The comparisons to theatre continue as Barthes argues that is not a sport but a spectacle (15) one
in which the audience is not concerned with “what it thinks but what it sees” (15). He compares
wrestling to boxing and judo, which he considers sports, but unlike sports, wrestling, has no
winner (16). It is not the function of the wrestler to win, “it is to go through the motions which
are expected of him” (16).
The bastard or villain is usually the sufferer in wrestling. Barthes describes how the body of
the bastard sums up all of his “actions, his treacheries, cruelties and acts of cowardice” (17).
“The physique of the wrestlers therefore constitutes a basic sign, which like a seed contains the
whole fight” (18). The costumes, like those of the theatre, represent the tragic play of wrestling.
According to Barthes, Defeat and Justice go hand in hand. Defeat is not an “outcome”, but a
“display” (21). Defeat of the bastard “is a purely moral concept: that of justice” (21). The
defeated must deserve the punishment (21) which is why the “crowd is jubilant at seeing the
rules broken” (21) as long as it is just. “In wrestling, nothing exists except in the absolute, there
is not symbol, no allusion, everything is presented exhaustively” (25). Again, as compared, there
is no question of truth, the spectator just accepts what is presented to them as the way it is and
should be.
He is clearly trying to get this point across in his examination of wrestling. Everything about the
wrestler carries a message. The body of the wrestler, Barthes argues, carries the first message.
The repulsiveness of the wrestler, his ugliness and the crowd’s reaction to that reflect on the
characteristics of the wrestler. Even the wrestler’s commentary reflects upon his character, the
gestures he engages in only further represent the character he is meant (assigned) to be.
Barthes argues that French and American wrestling are different in that the “heroes in French
wrestling […are] based on ethics and not on politics” (23).
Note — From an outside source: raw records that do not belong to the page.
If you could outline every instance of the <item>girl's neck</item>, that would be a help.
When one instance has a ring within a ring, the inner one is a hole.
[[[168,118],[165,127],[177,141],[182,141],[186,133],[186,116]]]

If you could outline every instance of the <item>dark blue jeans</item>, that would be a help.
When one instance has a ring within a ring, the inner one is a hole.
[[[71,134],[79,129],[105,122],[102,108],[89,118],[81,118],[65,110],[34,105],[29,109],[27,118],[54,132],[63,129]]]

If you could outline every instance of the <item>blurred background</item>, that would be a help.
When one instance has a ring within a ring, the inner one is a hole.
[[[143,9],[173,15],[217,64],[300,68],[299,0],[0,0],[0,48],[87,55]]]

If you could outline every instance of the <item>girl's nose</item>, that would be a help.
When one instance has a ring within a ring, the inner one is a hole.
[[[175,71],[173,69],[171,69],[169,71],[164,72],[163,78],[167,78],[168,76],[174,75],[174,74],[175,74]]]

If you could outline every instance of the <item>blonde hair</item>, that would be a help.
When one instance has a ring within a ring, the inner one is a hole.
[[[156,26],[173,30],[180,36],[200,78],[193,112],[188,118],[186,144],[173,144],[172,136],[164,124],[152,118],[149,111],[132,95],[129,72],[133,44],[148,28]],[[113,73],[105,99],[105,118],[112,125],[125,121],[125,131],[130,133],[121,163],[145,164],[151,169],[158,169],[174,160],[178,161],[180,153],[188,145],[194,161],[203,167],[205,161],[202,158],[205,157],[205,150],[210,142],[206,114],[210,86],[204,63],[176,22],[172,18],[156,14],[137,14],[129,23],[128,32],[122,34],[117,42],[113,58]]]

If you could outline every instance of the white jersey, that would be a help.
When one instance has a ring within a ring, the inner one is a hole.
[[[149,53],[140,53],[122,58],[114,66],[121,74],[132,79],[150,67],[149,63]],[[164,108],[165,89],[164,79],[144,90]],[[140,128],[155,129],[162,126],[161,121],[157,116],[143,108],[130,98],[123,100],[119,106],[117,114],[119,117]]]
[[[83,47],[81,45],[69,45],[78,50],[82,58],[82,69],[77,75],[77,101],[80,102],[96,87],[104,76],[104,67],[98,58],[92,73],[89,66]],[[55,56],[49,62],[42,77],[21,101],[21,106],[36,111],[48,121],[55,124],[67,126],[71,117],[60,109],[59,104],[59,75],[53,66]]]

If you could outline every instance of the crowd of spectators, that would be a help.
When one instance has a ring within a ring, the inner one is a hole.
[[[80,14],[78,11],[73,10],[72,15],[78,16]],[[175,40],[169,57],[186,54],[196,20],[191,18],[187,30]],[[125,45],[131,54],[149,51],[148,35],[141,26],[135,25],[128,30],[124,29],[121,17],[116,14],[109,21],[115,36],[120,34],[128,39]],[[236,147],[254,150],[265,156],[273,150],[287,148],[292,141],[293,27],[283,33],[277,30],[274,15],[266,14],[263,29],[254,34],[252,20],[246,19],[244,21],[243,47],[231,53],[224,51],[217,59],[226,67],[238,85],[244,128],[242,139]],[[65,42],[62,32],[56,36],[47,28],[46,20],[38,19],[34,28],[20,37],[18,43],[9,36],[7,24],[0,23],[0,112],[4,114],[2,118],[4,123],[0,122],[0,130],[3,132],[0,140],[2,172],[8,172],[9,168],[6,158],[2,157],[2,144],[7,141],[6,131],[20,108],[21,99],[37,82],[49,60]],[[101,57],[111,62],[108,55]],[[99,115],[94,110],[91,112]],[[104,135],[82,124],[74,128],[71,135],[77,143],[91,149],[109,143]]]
He also states the American wrestling
is based on “a sort of mythological fight between Good and Evil” (23) with the bad wrestler
always some sort of Communist (red dress) But at the end of his essay he states:
In the ring, and even in the depths of their voluntary ignominy, wrestlers remain gods because
they are, for a few moments, the key which opens Nature, the pure gesture which separates Good
from Evil, and unveils the form of a Justice which is at last intelligible.